Critique parue en janvier 1998 dans Bifrost n° 7

 

Premier ouvrage de la collection « Étoiles Vives » à paraître en coédition (une collection qui sera rebaptisée pour l'occasion « Bifrost/Étoiles Vives », et ce dès le prochain titre annoncé : Envahisseurs ! par Andrew Weiner en février prochain), Cœur de fer nous propose cinq textes science-fictifs, cinq nouvelles « entre hard-science et rêve », précise la quatrième de couverture. Assurément il y a la de quoi intriguer, d'autant que les textes sont signés Joël Champetier, auteur québécois relativement méconnu de ce côté-ci de l'Atlantique, un comble pour un écrivain de langue française (et dire qu'il y en a pour continuer à nous parler de préférence culturelle, j'vous jure, y a franchement de quoi se marrer…).

Le recueil s'ouvre par une nouvelle assez surprenante et au titre plein d'à-propos : « Ce que Hercule est allé faire chez Augias, et pourquoi il n 'y est pas resté ». L'histoire commence comme une boutade, pour bientôt prendre un tour franchement dramatique : une manière qu'on retrouvera fréquemment tout au long du présent ouvrage. En effet, imaginez un peu quelles puissent être les conséquences de la mise hors service du système sanitaire d'un croiseur interstellaire transporteur de troupes en mission ultra secrète… Un texte efficace en dépit d'une fin un tantinet décevante, une nouvelle à lire tranquillement installé sur… le « bol » (le « bol », employé pour désigner ce que l'on appelle communément par chez-nous les chiottes, étant vraisemblablement une expression typiquement québécoise…).

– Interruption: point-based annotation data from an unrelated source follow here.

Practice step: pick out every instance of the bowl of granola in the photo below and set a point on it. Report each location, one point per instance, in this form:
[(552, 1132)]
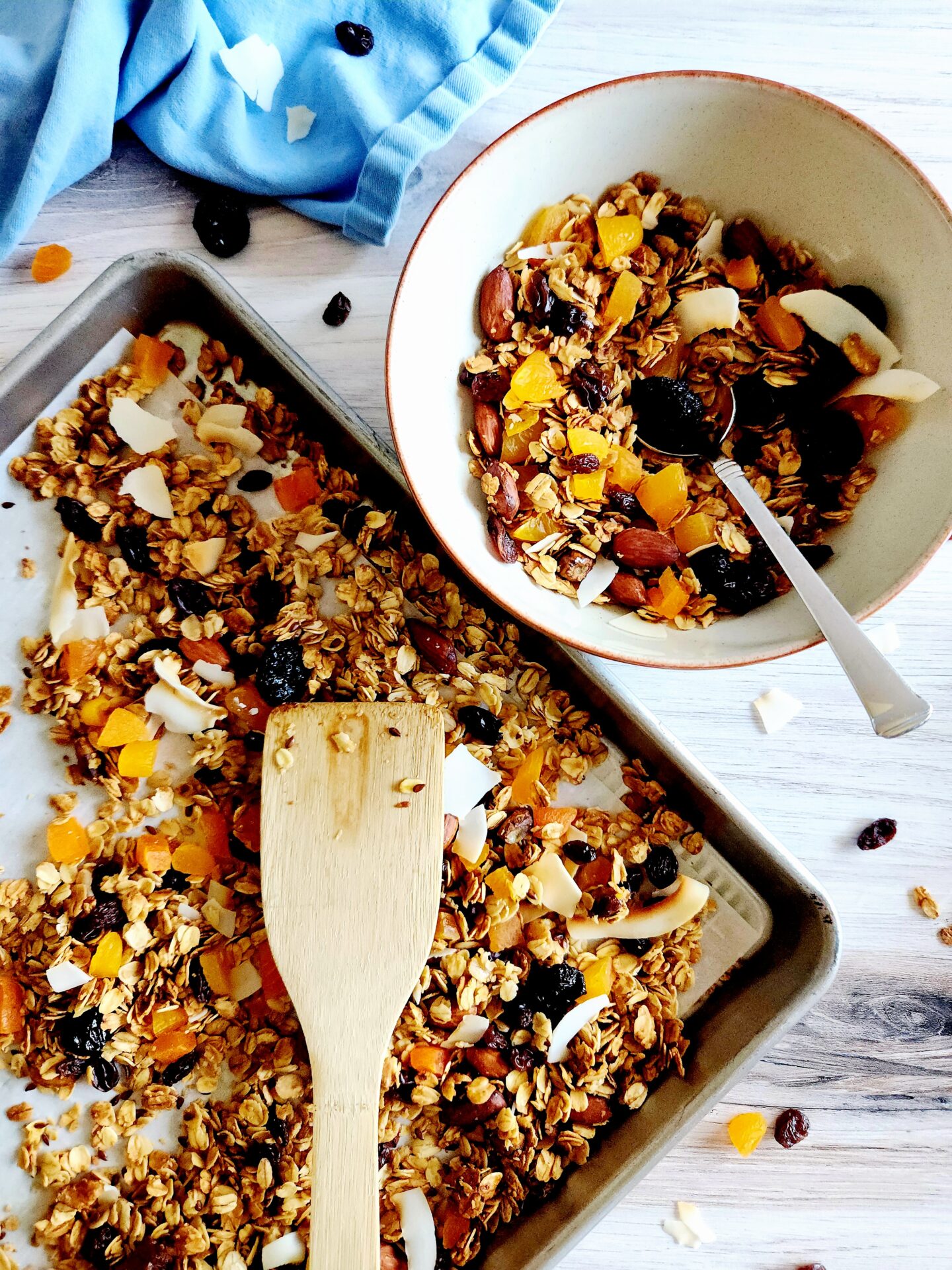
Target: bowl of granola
[(617, 299)]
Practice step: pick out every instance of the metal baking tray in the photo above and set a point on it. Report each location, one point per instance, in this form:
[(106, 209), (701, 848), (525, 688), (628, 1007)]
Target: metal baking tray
[(761, 1001)]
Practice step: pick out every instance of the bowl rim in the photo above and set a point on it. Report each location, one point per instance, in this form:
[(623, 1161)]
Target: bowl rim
[(637, 657)]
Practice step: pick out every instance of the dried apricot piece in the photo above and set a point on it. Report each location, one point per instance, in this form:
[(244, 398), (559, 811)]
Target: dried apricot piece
[(51, 262)]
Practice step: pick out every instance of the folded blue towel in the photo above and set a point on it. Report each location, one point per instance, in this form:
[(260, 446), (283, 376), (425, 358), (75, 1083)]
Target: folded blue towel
[(69, 69)]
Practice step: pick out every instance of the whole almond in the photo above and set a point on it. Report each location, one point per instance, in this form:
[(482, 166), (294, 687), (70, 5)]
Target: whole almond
[(496, 299), (627, 589), (644, 549), (434, 646), (489, 429)]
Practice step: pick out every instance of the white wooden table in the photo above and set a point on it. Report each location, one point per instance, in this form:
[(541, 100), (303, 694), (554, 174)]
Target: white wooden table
[(871, 1189)]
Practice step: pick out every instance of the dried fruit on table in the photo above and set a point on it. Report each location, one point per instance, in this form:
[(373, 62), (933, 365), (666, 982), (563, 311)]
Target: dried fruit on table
[(664, 494), (783, 329), (746, 1130), (122, 728), (623, 300), (106, 962), (67, 841), (619, 235), (299, 489), (138, 759), (51, 262)]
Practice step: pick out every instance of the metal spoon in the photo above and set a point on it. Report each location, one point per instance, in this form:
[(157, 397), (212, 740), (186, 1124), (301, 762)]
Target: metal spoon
[(894, 709)]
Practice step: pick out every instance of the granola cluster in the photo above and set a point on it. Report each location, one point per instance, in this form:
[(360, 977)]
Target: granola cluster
[(560, 382), (192, 1017)]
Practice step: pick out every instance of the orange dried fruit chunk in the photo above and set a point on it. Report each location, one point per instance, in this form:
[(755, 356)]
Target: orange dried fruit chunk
[(12, 1019), (429, 1058), (783, 329), (664, 494), (298, 489), (153, 853), (79, 657), (122, 728), (107, 959), (746, 1130), (172, 1046), (67, 841), (51, 262)]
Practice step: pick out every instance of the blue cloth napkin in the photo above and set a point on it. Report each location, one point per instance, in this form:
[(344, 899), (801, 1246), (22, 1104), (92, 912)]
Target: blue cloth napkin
[(69, 69)]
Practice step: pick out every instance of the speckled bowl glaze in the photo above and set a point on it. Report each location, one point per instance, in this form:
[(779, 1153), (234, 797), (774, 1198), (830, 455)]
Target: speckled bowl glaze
[(801, 168)]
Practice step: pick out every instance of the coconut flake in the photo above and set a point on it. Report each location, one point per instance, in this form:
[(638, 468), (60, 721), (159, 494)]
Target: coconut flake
[(896, 384), (470, 1031), (147, 489), (597, 581), (571, 1024), (204, 556), (465, 781), (776, 709), (290, 1250), (212, 673), (141, 431), (65, 976), (300, 121), (713, 309), (471, 835), (418, 1230), (555, 886), (834, 318)]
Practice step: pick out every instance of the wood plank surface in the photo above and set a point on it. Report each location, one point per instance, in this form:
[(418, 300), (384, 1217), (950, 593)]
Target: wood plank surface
[(871, 1189)]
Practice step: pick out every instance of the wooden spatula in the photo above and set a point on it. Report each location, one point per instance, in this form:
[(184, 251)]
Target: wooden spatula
[(350, 880)]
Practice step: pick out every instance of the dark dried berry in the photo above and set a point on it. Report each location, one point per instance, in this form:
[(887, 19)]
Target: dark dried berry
[(221, 224), (201, 988), (104, 1075), (179, 1070), (791, 1128), (480, 723), (282, 675), (662, 868), (353, 38), (255, 479), (108, 915), (190, 597), (77, 520), (338, 310), (81, 1035), (95, 1242), (132, 541), (268, 600), (877, 835)]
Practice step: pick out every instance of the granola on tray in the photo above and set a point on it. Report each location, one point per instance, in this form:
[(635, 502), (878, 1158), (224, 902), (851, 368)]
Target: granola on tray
[(136, 958), (614, 327)]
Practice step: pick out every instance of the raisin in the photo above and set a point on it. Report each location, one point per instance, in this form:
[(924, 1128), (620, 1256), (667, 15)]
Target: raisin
[(179, 1070), (791, 1128), (77, 520), (108, 915), (104, 1075), (132, 541), (81, 1035), (662, 868), (282, 675), (353, 38), (338, 310), (190, 597), (877, 835), (221, 224), (480, 723), (254, 480), (95, 1242)]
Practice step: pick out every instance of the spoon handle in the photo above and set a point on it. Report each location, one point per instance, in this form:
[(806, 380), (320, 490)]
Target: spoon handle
[(894, 709)]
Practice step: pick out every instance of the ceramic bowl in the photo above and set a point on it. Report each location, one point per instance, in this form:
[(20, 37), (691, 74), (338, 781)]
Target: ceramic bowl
[(801, 168)]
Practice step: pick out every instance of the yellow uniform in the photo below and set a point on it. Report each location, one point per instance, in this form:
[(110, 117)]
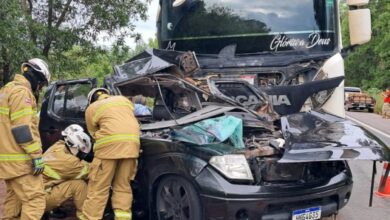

Avec « Visite au comptoir dénébolien », Champetier nous offre sa version du premier contact entre terriens et E.T. : une balade dans les méandres d'un comptoir commercial ouvert sur notre bonne vieille Terre par nos visiteurs d'outre-espace. Un texte humoristique qui, s'il ne manque pas de truculence, demeure sans doute le plus anecdotique du recueil.

« Survie sur Mars » est d'un tout autre calibre. Huis clos étouffant, cette histoire de dix scientifiques en mission d'expérimentation sur la planète rouge est une véritable réussite, tant du point de vue de la psychologie des personnages, des liens qui se tissent entre Louis, le nouvel arrivant dans ce petit groupe endeuillé par la mort d'un des leurs, et le reste des scientifiques, que de la trame narrative de fond. Une histoire où la tension se fait de plus en plus palpable au fil de la lecture, où l'auteur nous conduit irrésistiblement vers une chute que d'aucuns estimeront peut-être un peu téléphonée mais qui demeure, malgré tout, raisonnablement surprenante. Un véritable petit bijou.

« Karyotype 47, XX, + 21 » s'inscrit dans un registre radicalement différent, celui de l'eugénisme. Est-on en droit de stériliser un être humain sur le prétexte d'une malformation congénitale et donc, de fait, potentiellement transmissible ? Une question qui nous renvoie à une actualité récente et, évidemment, extrêmement brûlante. Si l'argument science-fictif est ici et plus qu'ailleurs simple prétexte, « Karyotype… » n'en est pas moins fort intéressant, un texte dur et engagé, dérangeant même et, au-delà de l'argument de base, efficacement mené.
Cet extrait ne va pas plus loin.